I'm modestly surprised that those few angles give us enough data to build out a full 3D render, but I guess I shouldn't be too surprised, as that's tech that has had high demand and been understood for years (those kind of front-cut / side-cut images are what 3D artists use to do their initial prototypes of objects if they're working from real-life models).

nobbis · on Oct 6, 2022

DreamFusion doesn't directly build a 3D model from those generated images. It starts with a completely random 3D voxel model, renders it from 6 different angles, then asks Stable Diffusion how plausible an image of "X, side view" it is.

It then sprinkles some noise on the rendering, makes Stable Diffusion improve it a little, then adjusts the voxels to produce that image (using differentiable rendering.)

Rinse and repeat for hours.

shadowgovt · on Oct 6, 2022

Thank you for the clarification; I hadn't grokked the algorithm yet.

That's interesting for a couple of reasons. I can see why that works. It also implies that for closed objects, the voxel data on the interior (where no images can see it) will be complete noise, as there's no signal to pick any color or lack of a voxel.

nobbis · on Oct 6, 2022

Yes, although not complete noise – probably empty. Haven't checked but assume there's regularization of the NeRF parameters.

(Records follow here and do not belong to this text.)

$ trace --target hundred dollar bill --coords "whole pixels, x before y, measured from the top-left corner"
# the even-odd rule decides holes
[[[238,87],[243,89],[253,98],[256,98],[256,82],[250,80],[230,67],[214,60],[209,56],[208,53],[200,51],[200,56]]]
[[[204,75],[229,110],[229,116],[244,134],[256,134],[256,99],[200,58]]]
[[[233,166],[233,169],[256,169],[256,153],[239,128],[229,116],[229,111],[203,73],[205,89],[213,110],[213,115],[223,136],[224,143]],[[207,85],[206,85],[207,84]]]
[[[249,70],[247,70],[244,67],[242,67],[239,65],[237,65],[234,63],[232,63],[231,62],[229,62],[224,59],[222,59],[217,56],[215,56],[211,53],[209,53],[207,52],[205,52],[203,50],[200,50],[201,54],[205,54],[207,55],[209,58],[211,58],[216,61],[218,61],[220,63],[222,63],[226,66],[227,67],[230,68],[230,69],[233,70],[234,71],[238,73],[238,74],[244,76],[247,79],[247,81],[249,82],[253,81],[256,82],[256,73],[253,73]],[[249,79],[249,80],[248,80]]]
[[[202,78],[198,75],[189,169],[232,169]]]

FeepingCreature · on Oct 6, 2022

    text = f"{ref_text}, front cutaway drawing"

Maybe?

mhuffman · on Oct 6, 2022

I don't think that NeRFs require too many image to make impressive results.

dwallin · on Oct 6, 2022

Given the way the language model works these words could have multiple meanings. I wonder if training a form of textual inversion to more directly represent these concepts might improve the results. You could even try teaching it to represent more fine grained degree adjustments.